Denpasar menjadi saksi transformasi besar olahraga gateball melalui gelaran Turnamen Terbuka Piala Gubernur Bali 2026 yang berlangsung di GOR Ngurah Rai pada 6 hingga 8 Agustus. Ajang bergengsi ini membuktikan bahwa gateball, yang awalnya dikenal sebagai olahraga rekreasi bagi kalangan lanjut usia (lansia), kini telah berkembang pesat menjadi cabang olahraga prestasi yang diminati oleh berbagai kelompok umur.

Gubernur Bali, Wayan Koster, dalam pembukaan turnamen tersebut menegaskan bahwa Bali memiliki keterikatan kerja sama dan historis yang sangat kuat dengan perkembangan gateball di Indonesia. Olahraga taktis ini pertama kali diperkenalkan di Pulau Dewata pada tahun 1994 oleh wisatawan asal Jepang, sebelum akhirnya resmi dipertandingkan dalam ajang kompetisi resmi seperti Pekan Olahraga Pelajar (Porjar), Pekan Olahraga Provinsi (Porprov), Pekan Olahraga Mahasiswa (POM), hingga Pekan Olahraga Nasional (PON).

Koster memberikan apresiasi tinggi terhadap upaya Persatuan Gateball Seluruh Indonesia (Pergatsi) dalam memperluas pembinaan atlet muda. Kehadiran kepengurusan baru ini diharapkan mampu mengikis stigma bahwa gateball hanya diperuntukkan bagi kaum lansia.

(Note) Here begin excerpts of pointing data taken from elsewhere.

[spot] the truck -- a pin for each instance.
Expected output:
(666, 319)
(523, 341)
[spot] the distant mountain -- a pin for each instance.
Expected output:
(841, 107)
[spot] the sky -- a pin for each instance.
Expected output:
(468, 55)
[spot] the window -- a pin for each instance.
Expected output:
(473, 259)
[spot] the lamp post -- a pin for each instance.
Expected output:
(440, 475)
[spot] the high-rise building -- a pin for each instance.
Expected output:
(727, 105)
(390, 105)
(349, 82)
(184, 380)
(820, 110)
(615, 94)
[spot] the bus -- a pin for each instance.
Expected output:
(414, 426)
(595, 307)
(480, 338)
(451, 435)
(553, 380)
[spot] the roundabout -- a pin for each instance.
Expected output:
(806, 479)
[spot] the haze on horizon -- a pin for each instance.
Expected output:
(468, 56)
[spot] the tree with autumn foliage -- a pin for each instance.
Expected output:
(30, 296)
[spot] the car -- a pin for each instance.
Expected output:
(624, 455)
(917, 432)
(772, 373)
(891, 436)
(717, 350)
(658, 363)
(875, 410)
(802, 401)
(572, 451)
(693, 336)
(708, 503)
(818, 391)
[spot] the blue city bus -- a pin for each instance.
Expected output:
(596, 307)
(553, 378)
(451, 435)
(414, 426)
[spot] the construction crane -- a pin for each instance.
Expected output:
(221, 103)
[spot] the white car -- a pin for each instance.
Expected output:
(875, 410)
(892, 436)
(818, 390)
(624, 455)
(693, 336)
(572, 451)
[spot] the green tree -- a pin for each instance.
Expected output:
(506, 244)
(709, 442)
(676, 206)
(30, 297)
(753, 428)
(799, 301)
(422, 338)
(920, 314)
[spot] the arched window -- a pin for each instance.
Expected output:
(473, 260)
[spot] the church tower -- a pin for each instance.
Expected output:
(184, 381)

Dukungan penuh dari pemerintah daerah pun mengalir untuk menyukseskan turnamen tingkat nasional ini sebagai wadah pembibitan talenta-talenta baru.

Salah satu keunikan utama gateball terletak pada aspek inklusivitasnya yang tinggi. Ketua Panitia Acara, I Ketut Ariantana, menjelaskan bahwa karena sifat olahraga ini tidak mengandalkan benturan fisik atau adu kekuatan tenaga, sebuah tim beregu bahkan dapat mengombinasikan pemain dari usia sekolah dasar hingga dewasa secara bersamaan. Fleksibilitas lintas generasi inilah yang menjadi daya tarik utama olahraga ini.

Melalui turnamen berskala nasional ini, Pengprov Pergatsi Bali berkomitmen memberikan jam terbang bagi para atlet lokal untuk menguji kemampuan mereka melawan kompetitor elite nasional. Dengan mengusung misi sinergi prestasi dan rekreasi, ajang ini diharapkan tidak hanya mempromosikan olahraga gateball ke tingkat yang lebih luas, tetapi juga mendukung promosi pariwisata daerah.